Introduction Adults with end-stage kidney disease (ESKD) treated with haemodialysis experience mortality of between 15% and 20% each year. Effective interventions that improve health outcomes for long-term dialysis patients remain unproven. Novel and testable determinants of health in dialysis are needed. Nutrition and dietary patterns are potential factors influencing health in other health settings that warrant exploration in multinational studies in men and women treated with dialysis. We report the protocol of the “DIETary intake, death and hospitalisation in adults with end-stage kidney disease treated with HaemoDialysis (DIET-HD) study,” a multinational prospective cohort study. DIET-HD will describe associations of nutrition and dietary patterns with major health outcomes for adults treated with dialysis in several countries.

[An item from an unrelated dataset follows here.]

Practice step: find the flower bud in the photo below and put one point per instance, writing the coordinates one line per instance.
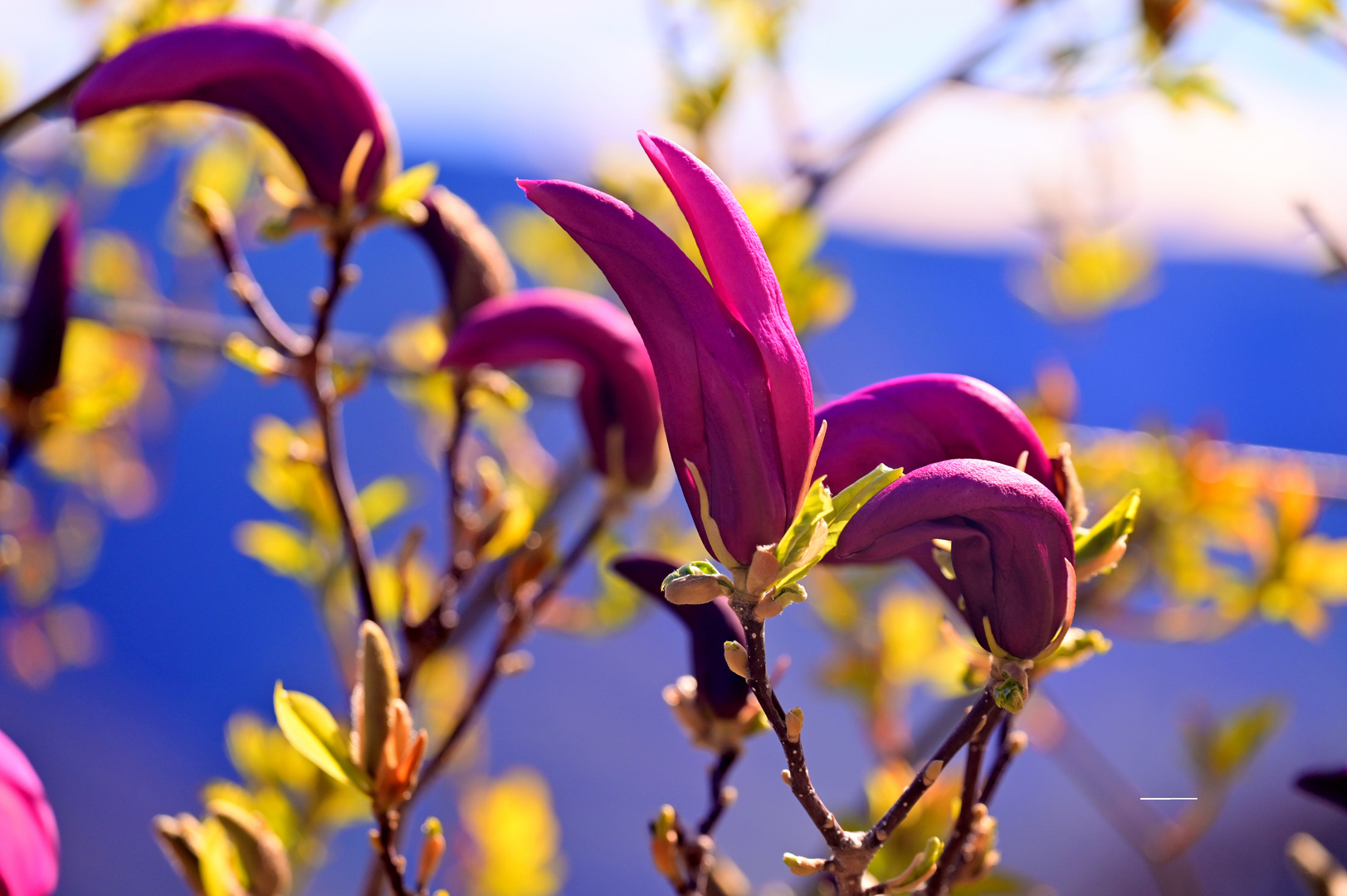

Methods and analysis DIET-HD will recruit approximately 10 000 adults who have ESKD treated by clinics administered by a single dialysis provider in Argentina, France, Germany, Hungary, Italy, Poland, Portugal, Romania, Spain, Sweden and Turkey. Recruitment will take place between March 2014 and June 2015. The study has currently recruited 8000 participants who have completed baseline data. Nutritional intake and dietary patterns will be measured using the Global Allergy and Asthma European Network (GA2LEN) food frequency questionnaire. The primary dietary exposures will be n-3 and n-6 polyunsaturated fatty acid consumption. The primary outcome will be cardiovascular mortality and secondary outcomes will be all-cause mortality, infection-related mortality and hospitalisation.

Ethics and dissemination The study is approved by the relevant Ethics Committees in participating countries. All participants will provide written informed consent and be free to withdraw their data at any time. The findings of the study will be disseminated through peer-reviewed journals, conference presentations and to participants via regular newsletters. We expect that the DIET-HD study will inform large pragmatic trials of nutrition or dietary interventions in the setting of advanced kidney disease.